Opinião Pública

É difícil perdoar

Redação DM

Publicado em 7 de dezembro de 2022 às 15:30 | Atualizado há 3 anos

Estou, no momento, enfrentando as mais de oitocentas páginas de um dos maiores clássicos da universal literatura russa. Trata-se de “Os irmãos Karamázov”, do imortal Fiódor Dostoievski.

Uma das passagens mais relevantes dessa obra-prima ocorre quando os irmãos Ivan e Aliócha debatem o significado do perdão. A discussão entre a racionalidade e o espírito se personifica na intelectualidade de Ivan e na espiritualidade de Aliócha.

No transcorrer do debate, Ivan evidencia a atitude de um general ao tomar conhecimento que uma criança jogou uma pedra ferindo seu cachorro predileto. Reproduzo um trecho.

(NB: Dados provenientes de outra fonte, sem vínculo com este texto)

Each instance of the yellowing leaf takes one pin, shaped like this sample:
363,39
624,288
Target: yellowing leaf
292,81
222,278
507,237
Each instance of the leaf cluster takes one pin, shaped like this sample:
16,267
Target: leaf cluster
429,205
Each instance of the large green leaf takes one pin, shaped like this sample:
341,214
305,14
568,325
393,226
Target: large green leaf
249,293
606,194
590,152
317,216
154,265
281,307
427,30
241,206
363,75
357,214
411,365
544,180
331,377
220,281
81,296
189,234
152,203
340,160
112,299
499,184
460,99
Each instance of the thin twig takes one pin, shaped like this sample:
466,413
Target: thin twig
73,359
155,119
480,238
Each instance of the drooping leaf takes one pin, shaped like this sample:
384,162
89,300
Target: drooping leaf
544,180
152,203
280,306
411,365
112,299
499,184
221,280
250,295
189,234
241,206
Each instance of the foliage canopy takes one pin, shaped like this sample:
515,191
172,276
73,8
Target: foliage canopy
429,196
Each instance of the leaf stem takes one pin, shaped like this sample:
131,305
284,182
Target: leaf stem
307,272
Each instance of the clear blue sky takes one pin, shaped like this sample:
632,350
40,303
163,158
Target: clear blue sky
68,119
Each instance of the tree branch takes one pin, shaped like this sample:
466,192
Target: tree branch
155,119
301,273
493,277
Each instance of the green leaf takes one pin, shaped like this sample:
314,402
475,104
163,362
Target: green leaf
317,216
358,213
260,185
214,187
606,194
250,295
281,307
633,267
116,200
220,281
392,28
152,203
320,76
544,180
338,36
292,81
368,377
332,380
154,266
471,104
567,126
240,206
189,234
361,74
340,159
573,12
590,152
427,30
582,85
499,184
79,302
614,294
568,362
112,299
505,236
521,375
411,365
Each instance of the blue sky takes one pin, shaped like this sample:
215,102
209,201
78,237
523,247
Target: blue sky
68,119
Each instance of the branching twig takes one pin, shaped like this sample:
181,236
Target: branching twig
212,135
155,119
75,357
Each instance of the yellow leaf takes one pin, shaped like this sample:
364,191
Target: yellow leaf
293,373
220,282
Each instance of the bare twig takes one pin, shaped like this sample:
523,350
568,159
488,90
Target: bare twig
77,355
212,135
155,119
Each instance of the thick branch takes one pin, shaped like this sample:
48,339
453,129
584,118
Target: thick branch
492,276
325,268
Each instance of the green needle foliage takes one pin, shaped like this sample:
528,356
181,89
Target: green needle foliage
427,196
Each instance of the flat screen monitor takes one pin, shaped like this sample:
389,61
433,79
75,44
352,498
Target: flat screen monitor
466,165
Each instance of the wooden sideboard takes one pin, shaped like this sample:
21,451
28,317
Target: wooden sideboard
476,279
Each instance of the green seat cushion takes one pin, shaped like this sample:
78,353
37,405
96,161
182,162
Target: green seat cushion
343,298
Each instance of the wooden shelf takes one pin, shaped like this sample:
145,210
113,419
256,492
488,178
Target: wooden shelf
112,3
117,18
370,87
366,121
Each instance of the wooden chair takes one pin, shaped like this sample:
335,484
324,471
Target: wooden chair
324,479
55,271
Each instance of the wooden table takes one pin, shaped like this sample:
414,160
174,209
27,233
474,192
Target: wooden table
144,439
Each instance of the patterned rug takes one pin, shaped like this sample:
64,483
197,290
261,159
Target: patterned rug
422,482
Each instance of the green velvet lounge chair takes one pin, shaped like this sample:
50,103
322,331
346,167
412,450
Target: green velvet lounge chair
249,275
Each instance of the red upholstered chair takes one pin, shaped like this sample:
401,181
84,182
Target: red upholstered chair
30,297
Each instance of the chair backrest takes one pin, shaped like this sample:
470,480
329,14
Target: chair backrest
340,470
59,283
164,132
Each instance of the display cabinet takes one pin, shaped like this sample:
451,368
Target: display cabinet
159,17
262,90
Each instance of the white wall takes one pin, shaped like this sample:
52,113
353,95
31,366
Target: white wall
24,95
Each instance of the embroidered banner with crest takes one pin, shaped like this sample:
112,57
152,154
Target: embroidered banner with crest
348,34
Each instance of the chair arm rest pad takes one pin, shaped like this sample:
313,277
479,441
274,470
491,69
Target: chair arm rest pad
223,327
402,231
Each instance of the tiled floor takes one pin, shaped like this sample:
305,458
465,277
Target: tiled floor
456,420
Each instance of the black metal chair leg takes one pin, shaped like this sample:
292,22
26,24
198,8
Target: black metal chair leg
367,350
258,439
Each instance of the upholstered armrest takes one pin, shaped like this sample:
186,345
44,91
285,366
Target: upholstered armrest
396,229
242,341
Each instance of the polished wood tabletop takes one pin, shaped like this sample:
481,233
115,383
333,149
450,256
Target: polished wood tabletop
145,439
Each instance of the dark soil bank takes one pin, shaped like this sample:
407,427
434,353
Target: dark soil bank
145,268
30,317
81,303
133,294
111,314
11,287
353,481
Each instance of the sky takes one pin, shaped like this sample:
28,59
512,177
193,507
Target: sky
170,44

“O general manda despir o menino. Ah, então foste tu ‒ o general o mede como olhar ‒, peguem-no. Pegaram o menino, tomam-no da mãe, ele passa a noite inteira num calabouço.”

Mais adiante, Ivan descreve o terrível desenlace desse episódio: “o general manda despir o menino, despem o menininho e o deixam no pelo. Ele treme, está enlouquecido de pavor, não se atreve a dar um pio. Nesse momento ordena o general “corre, corre! ‒ gritam-lhe os cuidadores de cães, o menino corre… Peguem-no ‒ gane o general e lança contra ele toda matilha de cães velozes. Ele açula os cães à vista da mãe, e os cães estraçalham a criança!…”

Ante o exposto, Ivan expõe a difícil situação em torno do perdão. O perdão, de fato, ocorreria quando a mãe, “se abraçar ao carrasco que estraçalhou seu filho com os cães e todos os três anunciarem entre lágrimas.”

Mais um exemplo: quem não se lembra do bandido que assassinou o filho de uma mãe que soube perdoar. Fez isso ao visitar, na cadeia, todos os fins de semana, o algoz daquele que ela mais amou no mundo.

Outro belo exemplo de perdão ocorreu com o craque de futebol Dirceu Lopes, que viu seu nome cortado, pelo técnico Zagalo, para a Copa do Mundo de 1970. Passados 50 anos do ocorrido, Dirceu Lopes encontra aquele que representou a maior frustração de sua vencedora carreira futebolística. Sobre o encontro disse ele: “ao cumprimentar Zagalo, já debilitado, pude sentir que meu coração não guardava absolutamente nenhuma mágoa”.

Perdoar não significa esquecer quem nos feriu. Perdoar se alicerça, sobretudo, em não deixar que a mágoa dilacere nosso ser. Quem consegue se alçar a esse patamar espiritual alcança a sustentabilidade da leveza. Quem perdoa se faz à imagem e semelhança do criador.

Pessoalmente, meu eu interior procura aprender o real significado do perdão. Confesso que ainda estou longe desse patamar. Perdoar é difícil, pois requer vencer a si mesmo. Aqueles que conseguem atingir a nobreza desse exercício de amor ao próximo vivem certamente uma vida mais leve, feliz e em comunhão com Deus.